Publication
Delayed volume resuscitation during initial management of ruptured abdominal aortic aneurysm
Journal Paper/Review - Jan 18, 2013
Dick Florian, Erdoes Gabor, Opfermann Philipp, Eberle Balthasar, Schmidli Juerg, von Allmen Regula
Units
PubMed
Doi
Citation
Type
Journal
Publication Date
Issn Electronic
Pages
Brief description/objective
OBJECTIVE
In acute traumatic bleeding, permissive arterial hypotension with delayed volume resuscitation is an established lifesaving concept as abridge to surgical control. This study investigated whether preoperatively administered volume also correlated inversely with survival after ruptured abdominal aortic aneurysm (rAAA).
METHODS
This retrospective study analyzed prospectively collected and validated data of a consecutive cohort of patients with rAAAs (January 2001 to December 2010). Generally, fluid resuscitation was guided clinically by the patient's blood pressure and consciousness. All intravenous fluids (crystalloids, colloids, and blood products) administered before aortic clamping or endovascular sealing were abstracted from paramedic and anesthesia documentation and normalized to speed of administration (liters per hour). Logistic regression modeling, adjusted for suspected confounding covariates, was used to investigate whether total volume was independently associated with risk of death within 30 days of rAAA repair.
RESULTS
A total of 248 patients with rAAAs were analyzed, of whom 237 (96%) underwent open repair.

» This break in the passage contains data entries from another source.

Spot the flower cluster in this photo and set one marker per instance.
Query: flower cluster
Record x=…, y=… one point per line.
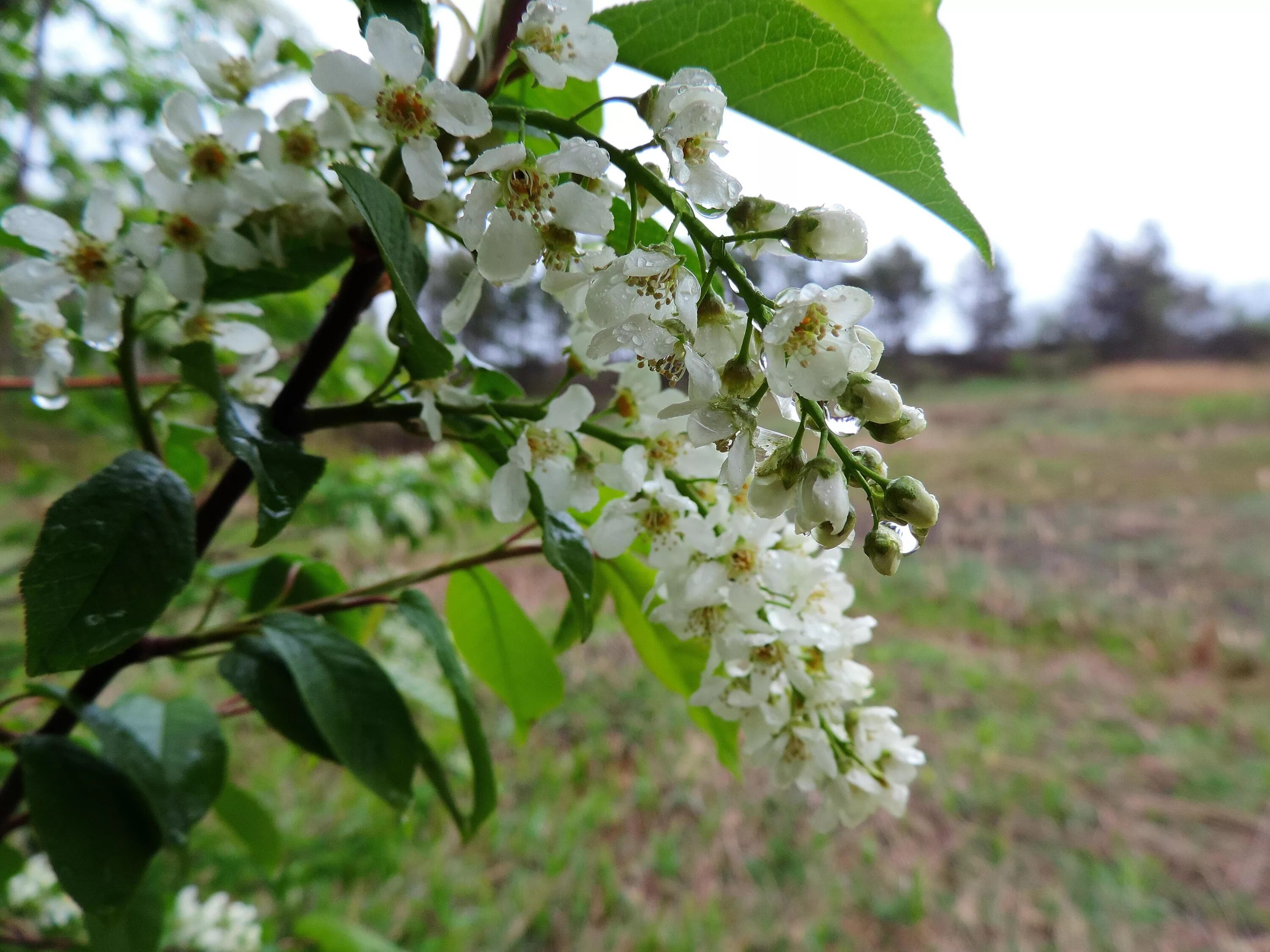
x=216, y=924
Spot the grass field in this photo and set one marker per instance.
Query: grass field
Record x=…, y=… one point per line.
x=1081, y=648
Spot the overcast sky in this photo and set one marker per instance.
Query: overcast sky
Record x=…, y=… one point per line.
x=1077, y=116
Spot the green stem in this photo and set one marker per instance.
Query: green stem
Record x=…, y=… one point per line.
x=126, y=363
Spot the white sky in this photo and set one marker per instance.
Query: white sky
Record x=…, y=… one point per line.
x=1079, y=116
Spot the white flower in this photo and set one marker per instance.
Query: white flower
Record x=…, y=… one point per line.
x=644, y=301
x=813, y=344
x=828, y=234
x=230, y=77
x=522, y=215
x=686, y=116
x=92, y=259
x=211, y=323
x=543, y=452
x=558, y=42
x=413, y=116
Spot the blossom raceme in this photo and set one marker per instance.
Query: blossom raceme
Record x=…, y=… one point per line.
x=414, y=116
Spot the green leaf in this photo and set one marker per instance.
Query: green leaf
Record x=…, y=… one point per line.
x=252, y=823
x=566, y=548
x=502, y=647
x=91, y=819
x=418, y=611
x=138, y=927
x=110, y=558
x=181, y=452
x=331, y=935
x=352, y=701
x=260, y=674
x=676, y=663
x=783, y=65
x=425, y=357
x=906, y=37
x=284, y=473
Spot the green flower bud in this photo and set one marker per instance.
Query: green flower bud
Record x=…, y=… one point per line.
x=908, y=501
x=882, y=546
x=828, y=539
x=870, y=459
x=872, y=399
x=911, y=422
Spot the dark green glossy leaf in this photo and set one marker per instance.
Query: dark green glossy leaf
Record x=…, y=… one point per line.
x=138, y=927
x=110, y=558
x=566, y=548
x=352, y=701
x=418, y=611
x=502, y=647
x=252, y=823
x=181, y=452
x=676, y=663
x=91, y=819
x=906, y=37
x=422, y=355
x=329, y=933
x=785, y=66
x=260, y=674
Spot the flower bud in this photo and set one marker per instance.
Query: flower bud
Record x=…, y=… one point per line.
x=908, y=501
x=822, y=497
x=882, y=546
x=827, y=234
x=911, y=422
x=870, y=459
x=872, y=399
x=827, y=539
x=775, y=484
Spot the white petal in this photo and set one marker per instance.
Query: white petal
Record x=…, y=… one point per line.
x=569, y=410
x=545, y=70
x=183, y=117
x=103, y=325
x=577, y=157
x=501, y=159
x=458, y=313
x=232, y=250
x=185, y=275
x=423, y=164
x=343, y=74
x=239, y=126
x=508, y=493
x=240, y=338
x=508, y=248
x=39, y=229
x=395, y=49
x=580, y=210
x=458, y=112
x=480, y=202
x=102, y=215
x=33, y=281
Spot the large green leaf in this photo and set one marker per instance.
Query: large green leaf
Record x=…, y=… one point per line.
x=260, y=674
x=91, y=819
x=676, y=663
x=328, y=933
x=502, y=647
x=110, y=558
x=352, y=701
x=418, y=611
x=566, y=548
x=252, y=823
x=906, y=37
x=282, y=470
x=785, y=66
x=422, y=355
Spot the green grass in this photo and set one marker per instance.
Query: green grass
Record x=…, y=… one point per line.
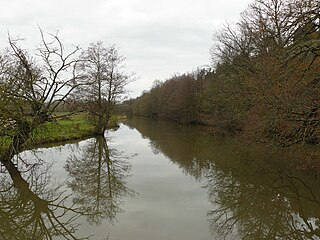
x=67, y=128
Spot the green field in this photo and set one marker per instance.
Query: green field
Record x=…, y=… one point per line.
x=66, y=127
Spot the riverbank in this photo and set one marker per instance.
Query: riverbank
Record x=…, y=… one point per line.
x=66, y=128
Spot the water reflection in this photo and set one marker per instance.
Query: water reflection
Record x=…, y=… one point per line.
x=255, y=193
x=98, y=182
x=263, y=204
x=32, y=206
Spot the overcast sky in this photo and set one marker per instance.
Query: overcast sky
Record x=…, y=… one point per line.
x=158, y=38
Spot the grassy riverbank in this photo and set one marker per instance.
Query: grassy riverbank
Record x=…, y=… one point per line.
x=75, y=126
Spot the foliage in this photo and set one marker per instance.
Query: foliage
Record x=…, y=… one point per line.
x=265, y=83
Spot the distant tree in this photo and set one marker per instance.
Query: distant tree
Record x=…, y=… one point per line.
x=104, y=79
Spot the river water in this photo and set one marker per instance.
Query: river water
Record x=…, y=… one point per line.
x=159, y=180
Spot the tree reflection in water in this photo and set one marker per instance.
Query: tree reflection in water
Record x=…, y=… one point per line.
x=253, y=192
x=99, y=180
x=267, y=204
x=33, y=206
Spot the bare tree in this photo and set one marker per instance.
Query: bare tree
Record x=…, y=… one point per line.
x=31, y=88
x=102, y=73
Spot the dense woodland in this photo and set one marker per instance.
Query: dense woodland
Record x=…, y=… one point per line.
x=264, y=83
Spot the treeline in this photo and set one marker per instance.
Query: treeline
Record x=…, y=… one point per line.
x=264, y=83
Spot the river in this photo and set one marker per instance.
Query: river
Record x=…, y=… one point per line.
x=159, y=180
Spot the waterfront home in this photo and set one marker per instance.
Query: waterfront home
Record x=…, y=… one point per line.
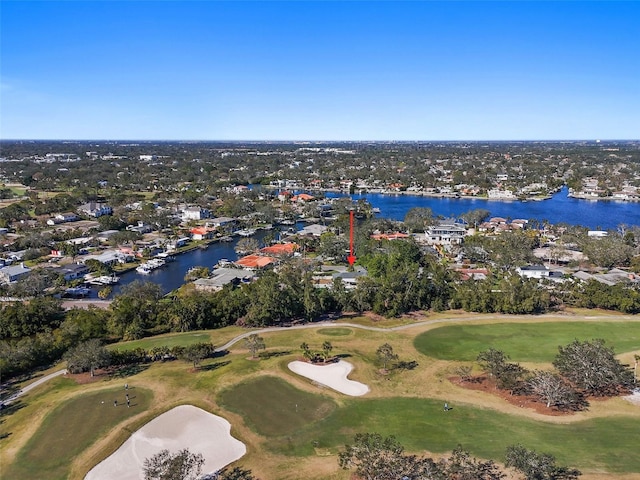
x=13, y=273
x=611, y=277
x=314, y=230
x=446, y=232
x=106, y=235
x=302, y=198
x=538, y=272
x=73, y=271
x=221, y=222
x=223, y=276
x=473, y=273
x=194, y=213
x=63, y=218
x=109, y=257
x=497, y=194
x=93, y=209
x=390, y=236
x=280, y=249
x=255, y=262
x=201, y=233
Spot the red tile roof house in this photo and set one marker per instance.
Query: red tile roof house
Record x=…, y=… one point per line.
x=390, y=236
x=254, y=262
x=280, y=249
x=201, y=233
x=302, y=197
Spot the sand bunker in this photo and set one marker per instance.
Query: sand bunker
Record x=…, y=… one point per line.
x=333, y=375
x=634, y=397
x=185, y=426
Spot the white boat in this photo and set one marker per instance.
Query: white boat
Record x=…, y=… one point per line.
x=144, y=269
x=156, y=263
x=223, y=262
x=77, y=291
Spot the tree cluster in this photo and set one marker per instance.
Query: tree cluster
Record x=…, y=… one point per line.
x=374, y=457
x=586, y=368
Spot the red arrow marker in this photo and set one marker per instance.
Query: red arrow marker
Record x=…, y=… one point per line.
x=351, y=258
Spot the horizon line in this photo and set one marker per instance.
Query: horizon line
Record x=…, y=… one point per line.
x=596, y=140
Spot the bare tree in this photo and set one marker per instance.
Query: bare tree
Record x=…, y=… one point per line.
x=182, y=465
x=386, y=355
x=555, y=391
x=254, y=342
x=87, y=356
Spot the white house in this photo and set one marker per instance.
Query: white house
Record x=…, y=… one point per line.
x=538, y=272
x=94, y=209
x=314, y=229
x=194, y=213
x=447, y=232
x=13, y=273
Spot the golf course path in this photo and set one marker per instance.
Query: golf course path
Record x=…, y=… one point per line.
x=337, y=323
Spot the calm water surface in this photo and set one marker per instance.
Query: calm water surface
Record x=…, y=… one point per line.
x=558, y=209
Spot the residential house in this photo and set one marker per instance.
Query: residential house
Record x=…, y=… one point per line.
x=611, y=277
x=110, y=257
x=314, y=229
x=141, y=228
x=255, y=262
x=280, y=249
x=201, y=233
x=538, y=272
x=13, y=273
x=93, y=209
x=194, y=213
x=63, y=218
x=74, y=271
x=390, y=236
x=223, y=276
x=221, y=222
x=446, y=232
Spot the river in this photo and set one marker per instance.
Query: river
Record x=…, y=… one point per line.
x=602, y=214
x=558, y=209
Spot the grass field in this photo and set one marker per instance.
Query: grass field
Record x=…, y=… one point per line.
x=421, y=424
x=523, y=342
x=293, y=428
x=70, y=427
x=217, y=337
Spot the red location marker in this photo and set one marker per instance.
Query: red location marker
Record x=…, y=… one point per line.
x=351, y=258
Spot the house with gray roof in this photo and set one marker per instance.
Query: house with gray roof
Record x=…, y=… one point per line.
x=13, y=273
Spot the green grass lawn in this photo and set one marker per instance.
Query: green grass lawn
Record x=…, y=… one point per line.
x=523, y=342
x=273, y=407
x=421, y=424
x=335, y=332
x=69, y=428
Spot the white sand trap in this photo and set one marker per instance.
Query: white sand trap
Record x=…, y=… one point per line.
x=333, y=375
x=634, y=397
x=185, y=426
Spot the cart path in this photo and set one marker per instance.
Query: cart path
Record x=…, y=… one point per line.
x=337, y=323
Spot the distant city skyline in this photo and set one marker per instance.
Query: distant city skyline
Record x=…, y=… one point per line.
x=333, y=71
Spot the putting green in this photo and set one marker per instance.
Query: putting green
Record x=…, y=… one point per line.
x=273, y=407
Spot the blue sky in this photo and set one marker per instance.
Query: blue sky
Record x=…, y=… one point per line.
x=420, y=70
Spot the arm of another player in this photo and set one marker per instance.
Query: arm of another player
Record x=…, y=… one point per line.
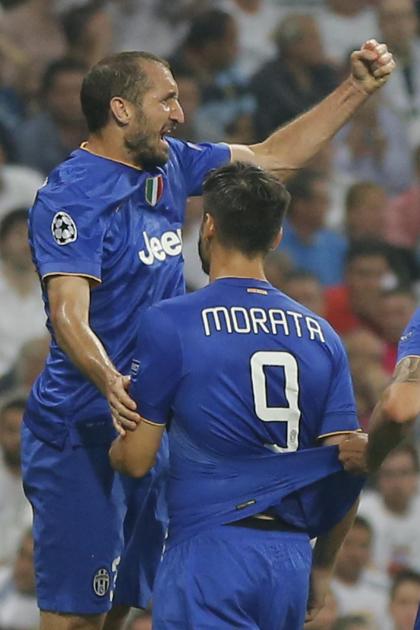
x=390, y=422
x=69, y=299
x=291, y=146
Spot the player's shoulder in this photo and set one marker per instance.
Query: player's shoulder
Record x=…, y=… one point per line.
x=89, y=181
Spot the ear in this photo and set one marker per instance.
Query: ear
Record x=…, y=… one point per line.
x=121, y=110
x=277, y=240
x=209, y=228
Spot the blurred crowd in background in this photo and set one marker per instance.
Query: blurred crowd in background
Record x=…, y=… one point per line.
x=351, y=246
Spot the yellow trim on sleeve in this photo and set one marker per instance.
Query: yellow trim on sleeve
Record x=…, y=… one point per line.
x=343, y=432
x=154, y=424
x=69, y=273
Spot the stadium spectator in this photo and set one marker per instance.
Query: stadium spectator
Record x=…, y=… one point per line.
x=394, y=512
x=33, y=29
x=28, y=365
x=88, y=32
x=19, y=288
x=342, y=23
x=359, y=590
x=403, y=225
x=354, y=622
x=18, y=609
x=18, y=184
x=306, y=240
x=295, y=79
x=375, y=146
x=355, y=302
x=397, y=306
x=304, y=287
x=15, y=511
x=366, y=352
x=404, y=600
x=209, y=53
x=398, y=24
x=48, y=137
x=276, y=267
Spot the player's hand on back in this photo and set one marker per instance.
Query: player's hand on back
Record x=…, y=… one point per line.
x=371, y=66
x=123, y=408
x=352, y=453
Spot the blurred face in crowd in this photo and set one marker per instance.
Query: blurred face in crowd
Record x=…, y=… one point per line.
x=404, y=605
x=310, y=212
x=23, y=571
x=10, y=424
x=308, y=291
x=63, y=98
x=14, y=248
x=365, y=276
x=398, y=22
x=396, y=311
x=154, y=117
x=354, y=554
x=366, y=218
x=302, y=43
x=397, y=481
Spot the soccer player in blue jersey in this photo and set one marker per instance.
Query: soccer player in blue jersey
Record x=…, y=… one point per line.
x=395, y=412
x=105, y=232
x=249, y=383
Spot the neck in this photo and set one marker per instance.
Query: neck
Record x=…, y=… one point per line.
x=109, y=145
x=233, y=264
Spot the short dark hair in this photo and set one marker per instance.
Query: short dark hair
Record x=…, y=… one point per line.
x=207, y=26
x=248, y=205
x=10, y=220
x=407, y=575
x=121, y=75
x=57, y=67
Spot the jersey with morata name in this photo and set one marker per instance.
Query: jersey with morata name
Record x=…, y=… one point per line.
x=247, y=380
x=121, y=226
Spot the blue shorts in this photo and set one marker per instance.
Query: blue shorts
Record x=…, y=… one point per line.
x=79, y=506
x=234, y=577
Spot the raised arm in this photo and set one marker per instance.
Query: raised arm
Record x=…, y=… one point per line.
x=69, y=299
x=291, y=146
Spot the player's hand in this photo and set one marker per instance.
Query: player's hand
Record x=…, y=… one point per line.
x=123, y=408
x=371, y=66
x=352, y=453
x=318, y=590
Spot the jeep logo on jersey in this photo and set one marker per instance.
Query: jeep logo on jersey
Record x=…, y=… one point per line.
x=169, y=244
x=153, y=189
x=101, y=582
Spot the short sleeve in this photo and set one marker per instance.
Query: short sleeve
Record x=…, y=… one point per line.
x=409, y=344
x=67, y=238
x=340, y=410
x=196, y=160
x=156, y=367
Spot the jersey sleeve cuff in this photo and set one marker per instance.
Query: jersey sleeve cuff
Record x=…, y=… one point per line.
x=82, y=268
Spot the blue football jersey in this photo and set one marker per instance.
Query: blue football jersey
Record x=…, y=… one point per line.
x=409, y=344
x=121, y=226
x=245, y=378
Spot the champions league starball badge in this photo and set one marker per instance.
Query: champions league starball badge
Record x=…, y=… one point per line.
x=63, y=228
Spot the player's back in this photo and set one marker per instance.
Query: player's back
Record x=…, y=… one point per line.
x=259, y=369
x=252, y=376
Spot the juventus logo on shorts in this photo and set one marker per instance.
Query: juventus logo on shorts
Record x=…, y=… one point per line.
x=101, y=582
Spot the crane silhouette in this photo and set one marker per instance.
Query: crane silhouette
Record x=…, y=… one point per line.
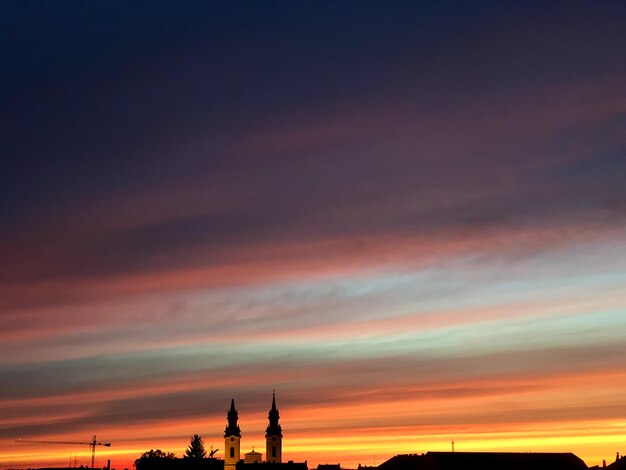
x=91, y=444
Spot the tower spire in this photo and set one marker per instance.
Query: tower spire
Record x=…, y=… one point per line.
x=232, y=438
x=274, y=434
x=232, y=429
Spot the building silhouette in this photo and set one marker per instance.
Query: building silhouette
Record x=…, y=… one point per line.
x=273, y=435
x=232, y=438
x=484, y=461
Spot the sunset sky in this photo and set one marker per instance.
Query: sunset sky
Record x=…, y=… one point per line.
x=407, y=218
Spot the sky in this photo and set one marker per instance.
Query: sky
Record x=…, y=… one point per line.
x=407, y=218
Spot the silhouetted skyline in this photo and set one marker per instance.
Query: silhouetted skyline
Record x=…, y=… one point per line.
x=407, y=218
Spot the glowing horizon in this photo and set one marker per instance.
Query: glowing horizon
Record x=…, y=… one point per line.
x=409, y=219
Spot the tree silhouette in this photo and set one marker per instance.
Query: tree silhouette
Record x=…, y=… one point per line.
x=196, y=448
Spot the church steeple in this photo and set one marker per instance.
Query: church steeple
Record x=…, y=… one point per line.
x=232, y=438
x=232, y=429
x=274, y=435
x=274, y=428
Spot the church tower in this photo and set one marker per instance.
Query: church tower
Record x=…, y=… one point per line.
x=232, y=436
x=273, y=436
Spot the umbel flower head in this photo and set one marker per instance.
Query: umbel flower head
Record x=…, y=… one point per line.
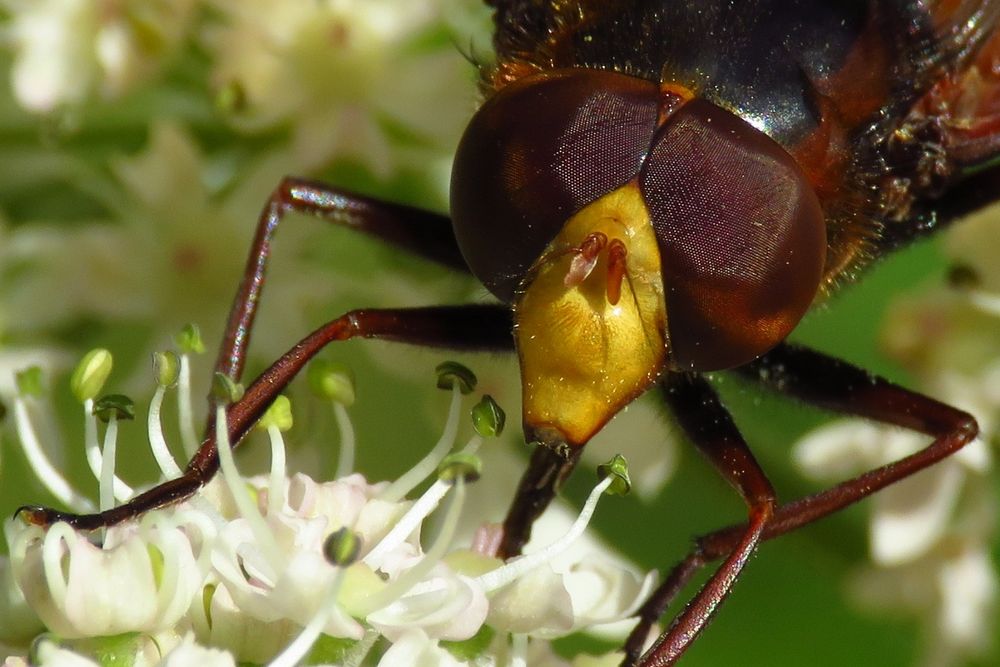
x=283, y=569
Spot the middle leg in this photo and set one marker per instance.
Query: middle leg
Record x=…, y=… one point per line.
x=710, y=428
x=471, y=328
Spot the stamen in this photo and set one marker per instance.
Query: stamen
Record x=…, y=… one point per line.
x=341, y=550
x=92, y=447
x=276, y=480
x=411, y=577
x=164, y=459
x=419, y=511
x=237, y=489
x=585, y=259
x=616, y=270
x=507, y=573
x=52, y=554
x=106, y=486
x=345, y=459
x=40, y=464
x=427, y=465
x=301, y=645
x=185, y=414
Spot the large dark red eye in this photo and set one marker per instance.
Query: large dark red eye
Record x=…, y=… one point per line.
x=537, y=152
x=741, y=233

A median of 0.91 L of total volume per hour (interquartile range, 0.54-1.50 L/h) had been administered preoperatively to these patients. The postoperative 30-day mortality rate was 15.3% (38 deaths). The preoperative rate of fluid infusion correlated with 30-day mortality after adjustment for confounding factors, and the association persisted robustly through sensitivity analyses: each additional liter per hour increased the odds of perioperative death by 1.57-fold (95% confidence interval, 1.06-2.33; P = .026).
CONCLUSIONS
Aggressive volume resuscitation of patients with rAAAs before proximal aortic control predicted an increased perioperative risk of death, which was independent of systolic blood pressure. Therefore, volume resuscitation should be delayed until surgical control of bleeding is achieved.